6. Si nous avons bien compris, que Dieu en soit loué; si quelqu'un n'a pas parfaitement saisi ces vérités, il est allé aussi loin que les forces humaines le lui ont permis, et il doit considérer ce qui surpasse son intelligence, comme l'objet de ses espérances immortelles. Pareils à des ouvriers, nous pouvons bien extérieurement planter et arroser; mais à Dieu seul il appartient de donner l'accroissement (1). "Ma doctrine", dit le Sauveur, "ne vient pas de moi, mais de Celui qui m'a envoyé". Qu'il écoute le conseil du Maître, celui qui dit: Je n'ai pas compris. Car, après avoir dit cette grande et mystérieuse chose, le Sauveur Jésus vit bien que tous ne saisiraient pas un enseignement aussi profond; il leur donna donc immédiatement un conseil. Veux-tu comprendre? Aie la foi; car le Seigneur a dit par la bouche du Prophète: "Si vous ne croyez, vous ne comprendrez point (2)". A cela revient ce qu'ajouta ensuite le Sauveur: "Si quelqu'un veut faire la volonté de Dieu, il saura de ma doctrine si elle vient de Dieu, ou si je parle de moi-même". Qu'est-ce que cela: "Si quelqu'un veut faire la volonté de Dieu?" Moi j'avais dit: Si quelqu'un croit, et j'avais conseillé de croire. Si tu n'as pas compris, je le répète, aie la foi; car l'intelligence est la récompense de la foi.

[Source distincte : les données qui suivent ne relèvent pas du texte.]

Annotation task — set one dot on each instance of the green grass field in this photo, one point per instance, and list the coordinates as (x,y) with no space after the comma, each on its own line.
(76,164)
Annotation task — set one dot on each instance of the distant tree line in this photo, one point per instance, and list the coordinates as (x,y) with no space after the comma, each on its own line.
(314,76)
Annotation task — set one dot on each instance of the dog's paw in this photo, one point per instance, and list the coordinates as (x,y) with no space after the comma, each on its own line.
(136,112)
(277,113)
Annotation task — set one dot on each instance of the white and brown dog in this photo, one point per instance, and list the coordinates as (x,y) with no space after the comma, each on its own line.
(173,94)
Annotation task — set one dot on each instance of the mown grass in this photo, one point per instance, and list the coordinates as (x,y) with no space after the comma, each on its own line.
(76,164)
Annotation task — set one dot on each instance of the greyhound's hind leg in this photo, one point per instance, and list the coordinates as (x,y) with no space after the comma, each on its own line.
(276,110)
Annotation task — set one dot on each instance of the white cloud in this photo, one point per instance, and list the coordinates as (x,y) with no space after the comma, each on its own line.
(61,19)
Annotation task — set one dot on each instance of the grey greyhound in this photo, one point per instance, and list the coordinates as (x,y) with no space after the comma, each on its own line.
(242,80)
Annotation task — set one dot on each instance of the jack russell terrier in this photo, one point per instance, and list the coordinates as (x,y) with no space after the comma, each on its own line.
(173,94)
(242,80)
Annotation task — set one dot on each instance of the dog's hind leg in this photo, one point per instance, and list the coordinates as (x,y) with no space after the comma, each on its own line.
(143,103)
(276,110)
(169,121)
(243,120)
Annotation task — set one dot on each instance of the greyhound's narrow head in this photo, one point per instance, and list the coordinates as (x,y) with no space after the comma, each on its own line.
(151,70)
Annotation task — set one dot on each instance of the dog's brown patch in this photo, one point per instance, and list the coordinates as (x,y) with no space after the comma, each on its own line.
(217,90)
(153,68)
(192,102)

Ne cherche donc pas à comprendre, afin de croire; mais crois, afin de comprendre, parce que "si vous ne croyez, vous ne comprendrez pas". Pour vous rendre capables de comprendre, je vous avais indiqué, comme moyen, l'obéissance de la foi, et j'avais dit que le Sauveur Jésus nous a recommandé le même moyen, dans la phrase suivante; et néanmoins nous l'entendons nous dire: "Si quelqu'un veut faire la volonté de Dieu, il saura de ma doctrine". "Il saura", c'est-à-dire il comprendra; et ces paroles: "Si quelqu'un veut faire la volonté de Dieu", signifient: Si quelqu'un veut croire. Mais puisque ces mots: "Il saura", veulent dire comprendre, tous comprennent; et ces autres: "Si quelqu'un veut faire la volonté de Dieu", signifiant la même chose que croire, nous avons besoin, pour mieux comprendre, que Notre-Seigneur lui-même

1. 1Co 3,6. - 2 Is 7,9 selon les Septante.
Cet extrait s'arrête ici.